Friday, December 23, 2011

Yearly Home Values Decline Nearly $700B, But Rate of Decline Slows

As 2011 comes to a close, Zillow anticipates home value declines for the year will total more than $681 billion. The rate of depreciation, however, is slowing.

The $681 billion decline this year is 35 percent less than last year’s $1.1 trillion drop in value.
Additionally, much of this year’s decline occurred during the first half of the year.

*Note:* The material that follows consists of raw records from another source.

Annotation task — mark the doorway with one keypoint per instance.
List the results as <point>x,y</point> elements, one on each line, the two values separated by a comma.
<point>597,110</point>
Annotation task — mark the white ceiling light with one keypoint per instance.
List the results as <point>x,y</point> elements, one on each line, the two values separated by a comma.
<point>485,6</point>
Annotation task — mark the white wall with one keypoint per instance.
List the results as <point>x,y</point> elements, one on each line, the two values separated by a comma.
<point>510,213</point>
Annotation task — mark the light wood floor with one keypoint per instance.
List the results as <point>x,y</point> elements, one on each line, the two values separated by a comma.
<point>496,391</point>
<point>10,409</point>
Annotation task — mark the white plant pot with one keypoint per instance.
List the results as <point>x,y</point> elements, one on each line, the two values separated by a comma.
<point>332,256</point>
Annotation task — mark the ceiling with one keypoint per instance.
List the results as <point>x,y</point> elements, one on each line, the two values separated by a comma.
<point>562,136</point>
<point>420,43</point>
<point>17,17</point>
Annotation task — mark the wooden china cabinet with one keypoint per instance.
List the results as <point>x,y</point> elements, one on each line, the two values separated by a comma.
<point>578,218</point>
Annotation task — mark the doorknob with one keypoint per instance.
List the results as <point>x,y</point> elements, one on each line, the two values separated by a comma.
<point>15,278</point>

Values declined $454 billion in the first six months of 2011, and by the end of the second half of the year, values are expected to wan another $227 billion.
“While homeowners suffered through another year of steep losses, the good news is that homes are losing value at a substantially slower pace as the market works its way towards the bottom,” said Zillow Chief Economist Stan Humphries.
“Compared to last year when we saw sharp declines following the expiration of the homebuyer tax credits, this year we saw some organic improvement in home values, in terms of a slowed depreciation rate which resulted in a smaller total value loss for the year,” Humphries said.
Nine of the 128 markets Zillow tracked experienced increasing home values over the year.
The largest gain was seen in the New Orleans area, where home values rose $3.5 billion. The Pittsburgh metropolitan statistical area (MSA) followed with a $2.7 billion upsurge.
In terms of dollar value, the greatest decline was seen in the Los Angeles MSA, where home values declined $75.5 billion.
New York ranked second with a $44.8 billion drop in value, and Chicago followed with a $41.7 billion decrease.